Warner was meant to be in that second group, along with Glenn Maxwell, leaving Aaron Finch, Steve Smith, Usman Khawaja and Marcus Stoinis as the batsmen who would take their time at the crease.
Now that Warner has migrated to that larger group, it has left Maxwell marooned, the sole batsmen in the top six who is trying to bully bowlers.
It means the first five batsmen are all seeking to play themselves in, to construct an innings. A check of the calendar confirms this is 2019 not 1989, when structuring your batting unit in such a conservative manner actually made sense.
The bottom line is that, because of the squad they have chosen, Warner cannot be allowed to become a safety-first batsman. He has to be one of the designated destroyers.
This is a batsman who, in his previous 50 ODIs before being banned for 12 months, had scored at a blazing strike rate of 106.

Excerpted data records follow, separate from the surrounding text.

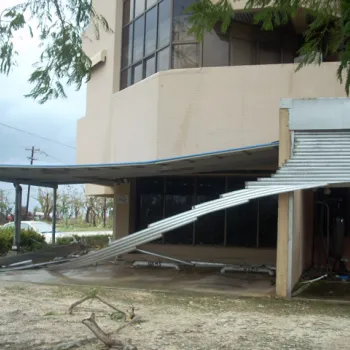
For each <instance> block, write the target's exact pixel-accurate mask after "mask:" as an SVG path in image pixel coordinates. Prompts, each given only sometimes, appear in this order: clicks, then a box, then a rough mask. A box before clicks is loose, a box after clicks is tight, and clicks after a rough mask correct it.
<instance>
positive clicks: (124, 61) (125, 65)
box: [122, 24, 133, 68]
mask: <svg viewBox="0 0 350 350" xmlns="http://www.w3.org/2000/svg"><path fill="white" fill-rule="evenodd" d="M132 28H133V26H132V24H131V25H129V26H127V27H125V28H124V30H123V58H122V67H123V68H124V67H126V66H128V65H130V64H131V55H132Z"/></svg>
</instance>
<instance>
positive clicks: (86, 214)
mask: <svg viewBox="0 0 350 350" xmlns="http://www.w3.org/2000/svg"><path fill="white" fill-rule="evenodd" d="M90 211H91V208H90V207H88V208H87V209H86V214H85V222H86V223H87V224H89V223H90Z"/></svg>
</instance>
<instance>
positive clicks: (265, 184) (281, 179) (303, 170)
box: [247, 130, 350, 188]
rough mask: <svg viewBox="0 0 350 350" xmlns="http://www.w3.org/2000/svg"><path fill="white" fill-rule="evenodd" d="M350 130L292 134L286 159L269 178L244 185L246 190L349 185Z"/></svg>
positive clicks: (264, 178) (349, 168) (297, 131)
mask: <svg viewBox="0 0 350 350" xmlns="http://www.w3.org/2000/svg"><path fill="white" fill-rule="evenodd" d="M349 160H350V131H336V130H333V131H318V132H308V131H296V132H295V133H294V147H293V153H292V155H291V158H290V160H288V161H287V162H286V163H285V164H284V165H283V167H282V168H281V169H279V170H278V171H277V172H276V174H274V175H273V176H272V177H271V178H264V179H259V180H258V181H256V182H250V183H248V184H247V187H248V188H260V187H262V186H268V187H270V186H274V185H281V186H284V185H297V184H307V183H311V182H324V183H325V184H326V185H332V184H340V183H349V182H350V163H349Z"/></svg>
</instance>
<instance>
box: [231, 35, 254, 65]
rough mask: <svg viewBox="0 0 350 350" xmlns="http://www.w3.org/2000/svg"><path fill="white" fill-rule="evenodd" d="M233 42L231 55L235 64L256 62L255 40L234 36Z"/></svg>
mask: <svg viewBox="0 0 350 350" xmlns="http://www.w3.org/2000/svg"><path fill="white" fill-rule="evenodd" d="M231 42H232V45H231V57H232V65H233V66H244V65H252V64H256V62H257V50H256V47H257V43H256V42H255V41H248V40H245V39H239V38H233V39H232V41H231Z"/></svg>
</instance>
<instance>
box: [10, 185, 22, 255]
mask: <svg viewBox="0 0 350 350" xmlns="http://www.w3.org/2000/svg"><path fill="white" fill-rule="evenodd" d="M15 188H16V201H15V234H14V236H13V244H12V250H13V251H16V252H18V251H19V249H20V244H21V211H22V187H21V186H20V185H19V184H15Z"/></svg>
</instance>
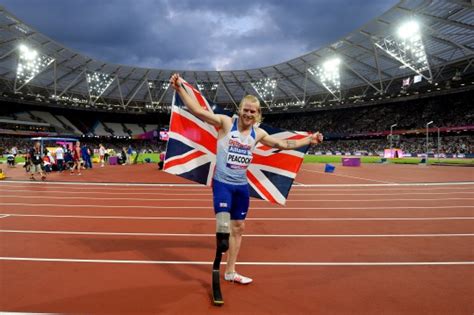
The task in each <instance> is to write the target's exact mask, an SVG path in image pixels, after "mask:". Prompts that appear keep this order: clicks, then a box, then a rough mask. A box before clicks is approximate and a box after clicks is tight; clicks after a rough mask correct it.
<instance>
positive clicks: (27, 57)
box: [14, 44, 55, 92]
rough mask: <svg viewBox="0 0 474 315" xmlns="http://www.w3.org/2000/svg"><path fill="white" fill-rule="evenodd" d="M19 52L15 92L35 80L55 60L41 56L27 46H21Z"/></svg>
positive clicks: (50, 57)
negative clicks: (25, 85) (36, 76)
mask: <svg viewBox="0 0 474 315" xmlns="http://www.w3.org/2000/svg"><path fill="white" fill-rule="evenodd" d="M18 51H19V58H18V66H17V68H16V79H15V87H14V90H15V92H16V91H18V90H20V89H21V88H22V87H23V86H25V85H26V84H27V83H28V82H30V81H31V80H33V79H34V78H35V77H36V76H37V75H38V74H39V73H40V72H42V71H43V70H44V69H46V68H47V67H48V66H49V65H50V64H51V63H53V62H54V60H55V59H54V58H52V57H49V56H47V55H43V54H40V53H39V52H38V51H37V50H35V49H32V48H30V47H28V46H27V45H25V44H21V45H19V46H18ZM17 86H18V87H17Z"/></svg>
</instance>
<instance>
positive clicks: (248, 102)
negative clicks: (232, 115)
mask: <svg viewBox="0 0 474 315" xmlns="http://www.w3.org/2000/svg"><path fill="white" fill-rule="evenodd" d="M258 114H259V108H258V105H257V104H256V103H251V102H245V103H244V104H243V105H242V109H241V110H240V118H241V120H242V123H243V124H244V125H245V126H251V125H253V124H255V118H256V117H257V115H258Z"/></svg>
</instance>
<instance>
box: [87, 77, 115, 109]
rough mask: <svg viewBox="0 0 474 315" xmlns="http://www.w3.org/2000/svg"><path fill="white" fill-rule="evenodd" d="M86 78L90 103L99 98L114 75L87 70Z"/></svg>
mask: <svg viewBox="0 0 474 315" xmlns="http://www.w3.org/2000/svg"><path fill="white" fill-rule="evenodd" d="M86 78H87V87H88V89H89V96H90V98H91V101H92V104H94V103H95V102H96V101H97V100H98V99H99V97H100V96H101V95H102V94H103V93H104V92H105V90H107V88H108V87H109V86H110V85H111V84H112V82H113V81H114V80H115V77H113V76H111V75H110V74H107V73H102V72H88V73H86Z"/></svg>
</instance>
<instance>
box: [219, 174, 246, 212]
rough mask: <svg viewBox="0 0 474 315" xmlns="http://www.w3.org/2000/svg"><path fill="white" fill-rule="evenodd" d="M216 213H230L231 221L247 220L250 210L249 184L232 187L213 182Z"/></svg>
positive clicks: (230, 184) (219, 182)
mask: <svg viewBox="0 0 474 315" xmlns="http://www.w3.org/2000/svg"><path fill="white" fill-rule="evenodd" d="M212 192H213V195H214V197H213V200H214V212H215V213H219V212H229V213H230V218H231V220H245V217H246V216H247V211H248V210H249V203H250V192H249V187H248V185H247V184H245V185H231V184H226V183H222V182H219V181H217V180H215V179H214V180H213V183H212Z"/></svg>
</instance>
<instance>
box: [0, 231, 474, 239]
mask: <svg viewBox="0 0 474 315" xmlns="http://www.w3.org/2000/svg"><path fill="white" fill-rule="evenodd" d="M0 233H17V234H56V235H57V234H59V235H102V236H138V237H140V236H158V237H215V236H216V234H215V233H214V234H206V233H139V232H90V231H41V230H0ZM472 236H474V234H472V233H432V234H246V235H245V237H254V238H385V237H389V238H395V237H472Z"/></svg>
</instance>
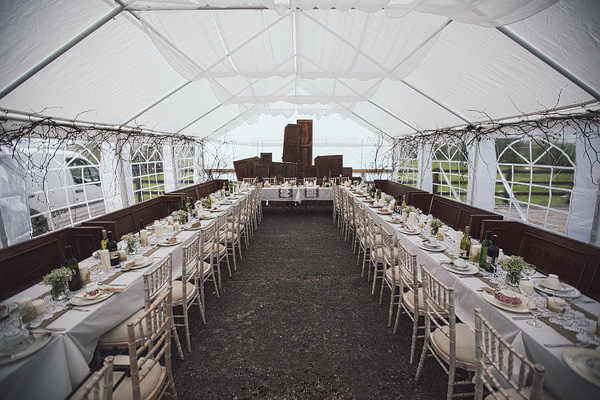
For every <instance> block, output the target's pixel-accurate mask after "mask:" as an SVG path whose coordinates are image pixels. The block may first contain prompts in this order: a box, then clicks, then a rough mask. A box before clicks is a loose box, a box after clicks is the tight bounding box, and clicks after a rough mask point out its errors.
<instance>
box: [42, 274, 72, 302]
mask: <svg viewBox="0 0 600 400" xmlns="http://www.w3.org/2000/svg"><path fill="white" fill-rule="evenodd" d="M71 278H73V271H71V270H70V269H69V268H67V267H60V268H56V269H54V270H52V272H50V273H49V274H46V275H44V277H43V278H42V282H43V283H44V284H46V285H49V286H51V287H52V289H50V295H51V296H52V300H54V301H59V300H64V299H66V298H68V297H69V281H70V280H71Z"/></svg>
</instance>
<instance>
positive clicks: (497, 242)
mask: <svg viewBox="0 0 600 400" xmlns="http://www.w3.org/2000/svg"><path fill="white" fill-rule="evenodd" d="M499 255H500V249H499V248H498V236H497V235H493V236H492V244H490V247H489V248H488V254H487V257H486V262H485V270H486V271H487V272H491V273H494V272H496V262H497V261H498V256H499Z"/></svg>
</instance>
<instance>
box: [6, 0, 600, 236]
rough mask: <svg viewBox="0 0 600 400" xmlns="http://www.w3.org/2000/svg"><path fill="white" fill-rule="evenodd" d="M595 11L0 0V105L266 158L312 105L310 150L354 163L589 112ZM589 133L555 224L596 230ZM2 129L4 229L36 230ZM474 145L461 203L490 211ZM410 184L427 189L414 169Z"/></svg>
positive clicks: (488, 154) (326, 0)
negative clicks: (422, 134) (469, 127)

Who just finished smashing 692 runs at 69 in the Indian Premier League opposed to many of the best bowlers in this World Cup. In the IPL Warner scored at 8.6 runs per over.
Since he returned for Australia, he has played eight one-dayers (including warm-ups) in which he has scored at a crawling rate of just 4.3 runs per over. That is about 50 per cent slower than Australia need him.
Because if Warner continues to plod along like this it will force the likes of Khawaja, Smith and Finch to betray their natural games. Those batsmen will have to play with significantly more aggression in order to make up for Warner’s slow scoring.
Khawaja should never have been moved from the opening position. The left hander has made 1019 runs at 53 at the top of the order, compared to 289 runs at 24 batting elsewhere.
Warner should have been placed at three with the instruction to bat with the dynamism that has made him a superstar across all three formats.
Australia have enough steady batsmen that they can afford to give free rein to Warner and Maxwell. Instead, we have a bizarre situation where Warner has been reborn as an old-school, nudge and nurdle opener.
In crawling to 56 from 84 balls against India on the weekend, he all but assured his team would not chase down the target of 353. Wicketkeeper Alex Carey (55* from 35 balls) and Maxwell (28 from 14) tried to defy logic but the task was too great.
It must be noted that Carey is making tremendous progress as a late-order striker. In his 13 matches batting at six, seven or eight he has made 358 runs at 40 with a good strike rate of 102.
An opener in domestic one-day cricket, Carey was handed an unfamiliar role and has steadily grown into it. He is playing his part nicely.
What Australia need now is for their veteran opener to do the same.
Ditch the caution David, Australia need whirlwind Warner.